With 2010's “A Prophet,” a raw and mesmerizing portrait of an immigrant gangster building an empire from inside a Parisian prison, director Jacques Audiard made an impressive leap forward with his visions of life on the margins of French society.
Audiard continues to focus on those margins with “Rust and Bone,” but while his previous film reimagined the Mafia epic for modern times, “Rust and Bone” offers an unusually realistic romance between two unlikely lovers.

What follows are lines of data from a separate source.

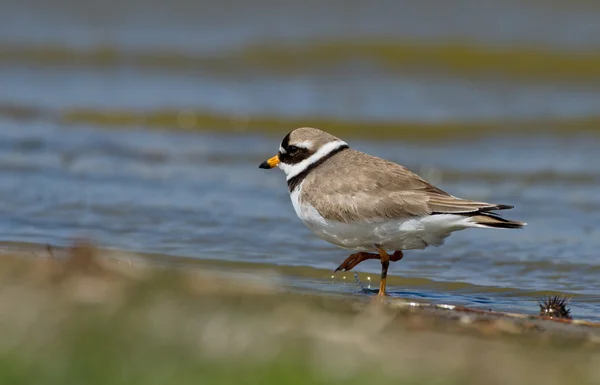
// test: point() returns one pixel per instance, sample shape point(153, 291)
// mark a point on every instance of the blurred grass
point(203, 120)
point(81, 318)
point(458, 57)
point(207, 121)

This cautious and difficult romance between streetfighter Ali (Matthias Schoenaerts) and Stephanie (Marion Cotillard), a disabled former trainer at a Sea World-style marine park, takes place in the slums of paradise, the poor suburbs of the French Riviera. Ali is barely employed and is only recently — and barely — taking responsibility for 5-year-old son Sam (Armand Verdure), and the freak accident that forced doctors to amputate Stephanie's legs at the knees has left her emotionally broken and near suicide.

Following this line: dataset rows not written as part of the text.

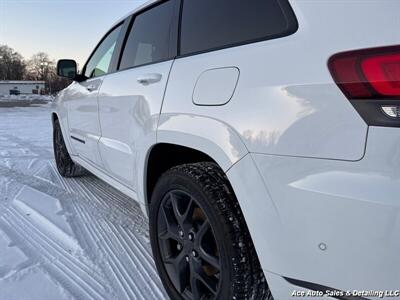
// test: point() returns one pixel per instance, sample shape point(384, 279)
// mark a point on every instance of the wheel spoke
point(187, 217)
point(171, 226)
point(210, 259)
point(202, 231)
point(175, 208)
point(198, 273)
point(194, 286)
point(178, 270)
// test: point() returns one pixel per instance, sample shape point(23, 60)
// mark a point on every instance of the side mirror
point(67, 68)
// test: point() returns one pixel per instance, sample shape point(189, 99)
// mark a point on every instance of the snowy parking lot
point(64, 238)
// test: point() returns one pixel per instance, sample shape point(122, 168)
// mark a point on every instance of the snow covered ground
point(64, 238)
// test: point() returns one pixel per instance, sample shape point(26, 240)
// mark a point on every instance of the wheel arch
point(157, 164)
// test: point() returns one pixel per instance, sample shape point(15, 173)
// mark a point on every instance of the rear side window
point(152, 37)
point(215, 24)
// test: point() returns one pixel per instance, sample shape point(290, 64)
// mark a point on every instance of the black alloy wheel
point(200, 241)
point(188, 246)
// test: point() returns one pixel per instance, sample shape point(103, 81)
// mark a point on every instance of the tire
point(65, 166)
point(193, 208)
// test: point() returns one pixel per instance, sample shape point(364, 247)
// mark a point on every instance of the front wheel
point(200, 241)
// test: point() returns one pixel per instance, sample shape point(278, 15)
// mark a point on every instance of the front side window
point(215, 24)
point(152, 37)
point(100, 61)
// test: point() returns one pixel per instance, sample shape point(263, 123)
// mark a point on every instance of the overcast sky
point(61, 28)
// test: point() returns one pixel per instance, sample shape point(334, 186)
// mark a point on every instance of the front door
point(83, 117)
point(130, 99)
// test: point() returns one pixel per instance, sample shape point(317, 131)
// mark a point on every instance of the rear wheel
point(200, 241)
point(65, 166)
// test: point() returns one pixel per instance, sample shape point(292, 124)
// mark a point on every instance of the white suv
point(258, 136)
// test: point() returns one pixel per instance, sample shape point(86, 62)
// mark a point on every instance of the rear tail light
point(370, 79)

As the two people begin their cautious relationship, each is barely hanging on. Ali and Sam are forced to live with Ali's sister Anna (Corinne Masiero), a supermarket cashier who clearly has been burned a few times by her brother's opportunistic, fly-by-night regard for his family.
But despite his many faults, Ali is the best hope for Stephanie, who is alone, devastated and needs any help she can get.
Schoenaerts is effective as the untamed urban brawler, but Cotillard is the standout — her Stephanie is a bundle of misfiring exposed nerves, and the performance is fully worthy of her recent Golden Globes nomination.
Audiard's selection of a street-fighting kickboxer and an orca trainer as main characters almost seems like a response to a writing workshop challenge, but “Rust and Bone” takes these spare parts and creates something resonant and deeply moving.
Ultimately, the story finds its greatest emotional pull over whether Ali can be who he needs to be for both Stephanie and his little boy, and whether their lives on the margins can be made less marginal.